Blick zum prächtigen Wildentenhaufen
von Stefan Deiters astronews.com
1. Oktober 2014
Die europäische Südsternwarte ESO hat heute eine neue
Aufnahme des offenen Sternhaufens Messier 11 veröffentlicht, der auch als
Wildentenhaufen bekannt ist. Er zählt zu den sternreichsten bislang bekannten
offenen Sternhaufen und liegt etwa 6.000 Lichtjahre entfernt im Sternbild
Schild. Doch auch Messier 11 wird sich irgendwann auflösen.
Der offene Sternhaufen Messier 11.
Bild: ESO [Großansicht] |
Der Sternhaufen Messier 11, der auch unter der Bezeichnung NGC 6705 oder
Wildentenhaufen bekannt ist, liegt rund 6.000 Lichtjahre von der Erde entfernt
im Sternbild Schild. Trotz seines Namens wurde der offene Sternhaufen nicht etwa
vom französischen Astronomen Charles Messier entdeckt, sondern im Jahr 1681 vom
deutschen Astronomen Gottfried Kirch von der Berliner Sternwarte. In dessen
Teleskop erschien der Haufen allerdings lediglich als ein verschwommener
Lichtfleck.
Erst 1733 erkannte dann der englische Geistliche und Naturphilosoph William
Derham, dass dieser Lichtfleck aus verschiedenen Sternen bestand. Charles
Messier nahm das Objekt im Jahr 1764 in seinen berühmten Katalog auf. Messiers Interesse galt dabei eigentlich gar nicht Sternhaufen oder Nebeln. Er
war auf der Suche nach Kometen. Sternhaufen, Galaxien und Nebel sahen Kometen
jedoch in den damaligen Teleskopen auf den ersten Blick recht ähnlich, so dass
der Katalog den Kometenjäger vor Fehlentdeckungen bewahren sollte.
Offene Sternhaufen findet man in der Regel in Sternentstehungsgebieten und
diese gewöhnlich in den Armen von Spiralgalaxien oder dichteren Regionen von
irregulären Galaxien. Messier 11 zählt zu den sternreichsten und kompaktesten
bislang bekannten Sternhaufen: Der Haufen hat einen Durchmesser von nur rund 20
Lichtjahren und enthält fast 3.000 Sterne. Zum Vergleich: Der unserer Sonne am
nächsten gelegene Stern ist schon mehr als vier Lichtjahre entfernt.
Im Gegensatz zu Kugelsternhaufen, die noch deutlich mehr Sterne auf kleinem
Raum vereinen, sind offene Sternhaufen meist relativ junge Gebilde. In
Kugelsternhaufen sind die Sterne durch ihre gegenseitige Anziehungskraft stark
an den Haufen gebunden und die Objekte haben ein Alter, das fast dem Alter
unserer Milchstraße entspricht. Offene Sternhaufen lösen sich meist nach
spätestens einigen Hundert Millionen Jahren wieder auf. Man geht beispielsweise
davon aus, dass die meisten Sterne in solchen Sternhaufen entstanden sind, auch unsere Sonne.

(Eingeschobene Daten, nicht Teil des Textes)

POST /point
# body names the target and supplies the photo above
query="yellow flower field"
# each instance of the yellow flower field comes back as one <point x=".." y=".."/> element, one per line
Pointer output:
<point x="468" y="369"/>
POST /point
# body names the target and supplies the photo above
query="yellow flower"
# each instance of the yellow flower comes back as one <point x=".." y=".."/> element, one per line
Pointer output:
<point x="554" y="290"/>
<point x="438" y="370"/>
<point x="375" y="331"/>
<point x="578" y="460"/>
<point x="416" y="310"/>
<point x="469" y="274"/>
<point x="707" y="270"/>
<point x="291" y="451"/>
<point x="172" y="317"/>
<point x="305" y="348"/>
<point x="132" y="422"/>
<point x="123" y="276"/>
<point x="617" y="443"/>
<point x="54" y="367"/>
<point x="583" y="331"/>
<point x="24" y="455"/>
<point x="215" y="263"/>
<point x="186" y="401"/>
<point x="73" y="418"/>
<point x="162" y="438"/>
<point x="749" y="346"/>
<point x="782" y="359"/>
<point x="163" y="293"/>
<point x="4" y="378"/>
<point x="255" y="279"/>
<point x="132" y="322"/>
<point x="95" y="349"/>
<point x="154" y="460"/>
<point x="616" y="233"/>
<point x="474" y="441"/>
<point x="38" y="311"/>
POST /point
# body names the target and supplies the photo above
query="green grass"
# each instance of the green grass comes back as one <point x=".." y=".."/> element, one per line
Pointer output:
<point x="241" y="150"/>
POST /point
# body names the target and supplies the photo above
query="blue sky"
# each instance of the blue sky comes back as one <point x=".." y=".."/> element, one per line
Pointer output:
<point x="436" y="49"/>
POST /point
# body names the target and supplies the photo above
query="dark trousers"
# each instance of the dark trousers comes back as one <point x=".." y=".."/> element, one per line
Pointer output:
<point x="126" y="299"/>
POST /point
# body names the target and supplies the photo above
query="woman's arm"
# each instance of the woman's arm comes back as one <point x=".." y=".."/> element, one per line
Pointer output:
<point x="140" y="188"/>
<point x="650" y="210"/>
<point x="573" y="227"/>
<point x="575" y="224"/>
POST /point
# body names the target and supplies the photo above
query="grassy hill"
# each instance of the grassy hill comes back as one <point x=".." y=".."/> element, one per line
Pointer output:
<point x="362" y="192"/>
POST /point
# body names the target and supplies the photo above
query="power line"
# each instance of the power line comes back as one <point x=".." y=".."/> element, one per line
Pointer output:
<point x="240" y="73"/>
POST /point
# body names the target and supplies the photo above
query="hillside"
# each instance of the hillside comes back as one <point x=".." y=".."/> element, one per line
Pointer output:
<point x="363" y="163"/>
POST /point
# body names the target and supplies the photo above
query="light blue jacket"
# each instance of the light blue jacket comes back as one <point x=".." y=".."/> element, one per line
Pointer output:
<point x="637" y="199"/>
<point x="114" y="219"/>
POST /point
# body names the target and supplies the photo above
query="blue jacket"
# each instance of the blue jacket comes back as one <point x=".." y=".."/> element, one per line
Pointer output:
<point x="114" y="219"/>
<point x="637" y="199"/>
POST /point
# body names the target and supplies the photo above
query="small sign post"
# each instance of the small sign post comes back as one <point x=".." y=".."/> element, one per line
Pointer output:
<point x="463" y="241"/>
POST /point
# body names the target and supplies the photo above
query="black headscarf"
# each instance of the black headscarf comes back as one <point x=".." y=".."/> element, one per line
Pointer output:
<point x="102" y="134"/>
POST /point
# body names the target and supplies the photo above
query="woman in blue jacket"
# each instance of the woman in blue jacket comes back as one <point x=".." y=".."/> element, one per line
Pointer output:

Die Beobachtung von offenen Sternhaufen liefert Astronomen wichtige Daten zur
Entstehung und Entwicklung von Sternen. Alle Sterne eines Haufens dürften
nämlich aus derselben Wolke aus Gas und Staub entstanden sein, haben also das
gleiche Alter und die gleiche chemische Zusammensetzung. Auch die Entfernung von
der Erde ist bei allen Sternen gleich, so dass sich beispielsweise vergleichende
Beobachtungen über die Entwicklungswege von Sternen mit unterschiedlicher Masse
durchführen lassen. Massereiche Sterne entwickeln sich deutlich schneller als
massearme Exemplare. Die massereichsten Sonnen haben ihr stellares Leben oft
schon wieder hinter sich, wenn ihre masseärmsten Brüder erst gerade richtig zu
leuchten begonnen haben.
Der Name Wildentennebel stammt noch aus dem 19. Jahrhundert. Durch ein
einfaches Teleskop betrachtet, scheinen die hellsten Sterne des Haufens ein
offenes Dreieck zu bilden - ganz ähnlich dem Formationsflug von Wildenten.
Messier 11 ist mindestens 250 Millionen Jahre alt. Es ist daher wahrscheinlich,
dass sich Haufen bald auflösen und mit den Sternen der Umgebung vermischen wird.
Die heute von der Europäischen Südsternwarte ESO veröffentlichte Aufnahme
basiert auf Daten, die mit dem Wide Field Imager aufgenommen wurden,
der am MPG/ESO-2,2-Meter-Teleskop im chilenischen La Silla montiert ist.